Instead, he said, “We need to take the example of advertisers who always promote their own goods and never look down on the goods of others.”

In the last few months, Mr. Hun Sen has sued former CNRP president Sam Rainsy, Sam Rainsy Party Senator Thak Lany and political commentator Kim Sok for claiming that either he or the CPP arranged Kem Ley’s murder, a common opinion held by many Cambodians.

Earlier this month, the ruling party accused the CNRP of incitement over its campaign slogan for the commune elections—“change commune chiefs who serve the party and replace them with commune chiefs who serve the people”—and threatened to sue if it refused to abandon the tagline. A lawsuit could threaten the CNRP’s very survival under a recently amended law that gives the courts the power to dissolve a party for incitement.

But Mr. Hun Sen is no amateur at doling out insults himself, or using his bully pulpit to portray the CNRP as everything from a group of populist liars to the next Khmer Rouge.
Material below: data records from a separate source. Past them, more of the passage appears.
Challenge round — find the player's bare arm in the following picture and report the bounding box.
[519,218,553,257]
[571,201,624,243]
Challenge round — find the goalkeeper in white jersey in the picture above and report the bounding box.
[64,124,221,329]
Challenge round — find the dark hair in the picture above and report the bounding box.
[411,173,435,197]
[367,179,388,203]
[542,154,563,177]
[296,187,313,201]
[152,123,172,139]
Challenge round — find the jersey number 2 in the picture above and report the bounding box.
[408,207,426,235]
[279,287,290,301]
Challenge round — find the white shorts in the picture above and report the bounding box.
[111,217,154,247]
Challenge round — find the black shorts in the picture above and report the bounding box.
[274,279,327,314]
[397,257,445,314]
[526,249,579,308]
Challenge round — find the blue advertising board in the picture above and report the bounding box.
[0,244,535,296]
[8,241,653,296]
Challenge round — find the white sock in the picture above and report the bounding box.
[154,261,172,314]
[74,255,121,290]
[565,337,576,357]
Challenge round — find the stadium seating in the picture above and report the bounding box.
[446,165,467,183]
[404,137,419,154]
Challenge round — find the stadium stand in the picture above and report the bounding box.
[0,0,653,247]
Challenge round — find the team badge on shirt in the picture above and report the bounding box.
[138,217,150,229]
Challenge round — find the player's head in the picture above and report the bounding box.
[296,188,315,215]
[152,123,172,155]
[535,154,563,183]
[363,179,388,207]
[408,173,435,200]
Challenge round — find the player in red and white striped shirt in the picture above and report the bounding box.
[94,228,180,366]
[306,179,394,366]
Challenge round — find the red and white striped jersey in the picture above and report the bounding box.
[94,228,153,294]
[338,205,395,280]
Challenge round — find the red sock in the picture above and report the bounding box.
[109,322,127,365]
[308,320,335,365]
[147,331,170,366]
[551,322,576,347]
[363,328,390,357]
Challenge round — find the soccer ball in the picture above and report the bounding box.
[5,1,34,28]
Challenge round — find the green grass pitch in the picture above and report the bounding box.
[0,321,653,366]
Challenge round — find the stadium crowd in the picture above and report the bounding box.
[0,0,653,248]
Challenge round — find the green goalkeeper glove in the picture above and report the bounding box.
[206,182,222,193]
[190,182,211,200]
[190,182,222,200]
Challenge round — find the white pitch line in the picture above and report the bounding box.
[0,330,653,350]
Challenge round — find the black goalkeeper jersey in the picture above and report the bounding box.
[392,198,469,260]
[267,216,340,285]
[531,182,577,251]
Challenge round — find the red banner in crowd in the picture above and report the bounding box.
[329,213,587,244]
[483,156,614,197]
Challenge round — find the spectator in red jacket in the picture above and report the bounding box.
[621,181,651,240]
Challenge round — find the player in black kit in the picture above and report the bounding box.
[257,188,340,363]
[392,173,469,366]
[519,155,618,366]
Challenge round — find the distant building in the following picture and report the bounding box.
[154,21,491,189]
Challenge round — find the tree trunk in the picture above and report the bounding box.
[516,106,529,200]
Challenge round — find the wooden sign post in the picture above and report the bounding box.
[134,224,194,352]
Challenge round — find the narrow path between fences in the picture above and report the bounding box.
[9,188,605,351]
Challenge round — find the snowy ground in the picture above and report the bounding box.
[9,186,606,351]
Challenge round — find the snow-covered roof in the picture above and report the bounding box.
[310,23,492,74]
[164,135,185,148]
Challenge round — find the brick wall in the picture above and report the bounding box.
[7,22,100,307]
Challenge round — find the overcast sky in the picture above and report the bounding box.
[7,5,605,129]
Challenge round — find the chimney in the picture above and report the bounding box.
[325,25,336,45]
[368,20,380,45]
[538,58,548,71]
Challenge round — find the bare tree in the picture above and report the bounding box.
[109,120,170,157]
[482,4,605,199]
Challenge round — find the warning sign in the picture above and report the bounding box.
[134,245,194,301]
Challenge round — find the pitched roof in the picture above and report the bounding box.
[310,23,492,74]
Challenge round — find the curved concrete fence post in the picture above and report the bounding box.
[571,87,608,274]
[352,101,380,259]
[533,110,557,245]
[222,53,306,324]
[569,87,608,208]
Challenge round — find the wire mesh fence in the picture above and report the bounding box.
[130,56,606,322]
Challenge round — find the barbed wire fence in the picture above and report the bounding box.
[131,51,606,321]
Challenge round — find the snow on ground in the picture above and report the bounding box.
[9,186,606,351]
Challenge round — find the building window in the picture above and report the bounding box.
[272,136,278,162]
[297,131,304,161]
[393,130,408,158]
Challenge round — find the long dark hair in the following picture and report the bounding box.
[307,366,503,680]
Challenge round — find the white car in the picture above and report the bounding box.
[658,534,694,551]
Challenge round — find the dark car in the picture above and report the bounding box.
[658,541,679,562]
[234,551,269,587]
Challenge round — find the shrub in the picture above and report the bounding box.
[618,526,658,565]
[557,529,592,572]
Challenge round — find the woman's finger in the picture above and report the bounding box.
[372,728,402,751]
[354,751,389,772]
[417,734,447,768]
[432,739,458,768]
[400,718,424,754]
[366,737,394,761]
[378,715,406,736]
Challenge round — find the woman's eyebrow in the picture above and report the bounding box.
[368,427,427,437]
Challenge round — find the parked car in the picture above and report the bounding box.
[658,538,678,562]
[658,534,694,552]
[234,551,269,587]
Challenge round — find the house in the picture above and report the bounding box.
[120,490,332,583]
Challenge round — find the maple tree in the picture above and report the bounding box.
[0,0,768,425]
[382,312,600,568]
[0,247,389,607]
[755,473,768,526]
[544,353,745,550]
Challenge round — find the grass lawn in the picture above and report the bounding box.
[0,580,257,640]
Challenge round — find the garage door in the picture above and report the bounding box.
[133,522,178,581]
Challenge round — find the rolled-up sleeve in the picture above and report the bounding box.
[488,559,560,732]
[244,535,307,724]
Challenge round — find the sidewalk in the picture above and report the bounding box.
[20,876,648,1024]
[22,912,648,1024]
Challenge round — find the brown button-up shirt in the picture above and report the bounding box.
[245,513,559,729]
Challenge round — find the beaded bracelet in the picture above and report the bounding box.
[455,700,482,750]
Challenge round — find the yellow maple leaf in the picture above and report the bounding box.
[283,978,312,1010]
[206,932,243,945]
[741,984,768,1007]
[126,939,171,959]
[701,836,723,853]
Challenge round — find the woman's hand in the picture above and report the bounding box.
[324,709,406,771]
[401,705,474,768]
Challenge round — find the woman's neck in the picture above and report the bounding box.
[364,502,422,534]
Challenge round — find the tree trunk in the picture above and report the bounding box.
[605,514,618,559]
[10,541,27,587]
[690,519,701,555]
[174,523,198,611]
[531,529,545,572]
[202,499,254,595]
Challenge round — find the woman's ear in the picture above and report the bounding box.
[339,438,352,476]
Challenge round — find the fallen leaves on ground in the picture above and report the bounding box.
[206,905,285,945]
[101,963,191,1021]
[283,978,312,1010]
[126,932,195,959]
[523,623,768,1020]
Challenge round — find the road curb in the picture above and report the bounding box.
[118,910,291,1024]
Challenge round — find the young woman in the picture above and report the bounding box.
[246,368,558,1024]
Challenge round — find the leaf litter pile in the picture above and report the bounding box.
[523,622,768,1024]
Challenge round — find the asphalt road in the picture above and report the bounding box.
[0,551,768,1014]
CNRP president Kem Sokha, front right, attends a party rally in Siem Reap province yesterday, in a photo posted to his Facebook page.

On a personal level, he has called Mr. Rainsy the son of a traitor and accused CNRP President Kem Sokha, while he was serving as acting president, of paying to have sex with a 15-year-old virgin. He has made thinly veiled attacks against a “bald-headed” political analyst, and a female opposition lawmaker with “strong legs,” a derogatory Khmer phrase aimed at women.

Asked about the premier’s history of personal attacks, government spokesman Phay Siphan said Mr. Hun Sen was in the right because he was defending himself against attacks from others.

“Those people provoked him,” he said, so “they have to get it back.”

Asked whether Mr. Sokha, for example, had the same right to attack the prime minister for making the unsubstantiated claim that he had paid for sex with an underage virgin, Mr. Siphan said he did.

“Kem Sokha has the right, too,” he said.

“Everyone has a right to criticize,” Mr. Siphan explained. “But harassment and insults [we] cannot accept.”

It’s not clear whether Mr. Sokha heard the prime minister’s latest message.

The CNRP president, who was rallying party supporters in Siem Reap province on Monday, appeared to be casting about his own veiled barbs.

“If we, human beings, do not know our birth, we are of no birth,” he said. “We have good birth and did not originate from the West or the East.”

Mr. Sokha avoided naming any parties. But he appeared to contrast the CNRP and its supporters to the CPP, which was put in power in the 1980s during Cambodia’s occupation by Vietnam, its neighbor to the east.

The CPP has proven especially sensitive to references to its historic ties to Hanoi, a sore spot the opposition has been happy to poke.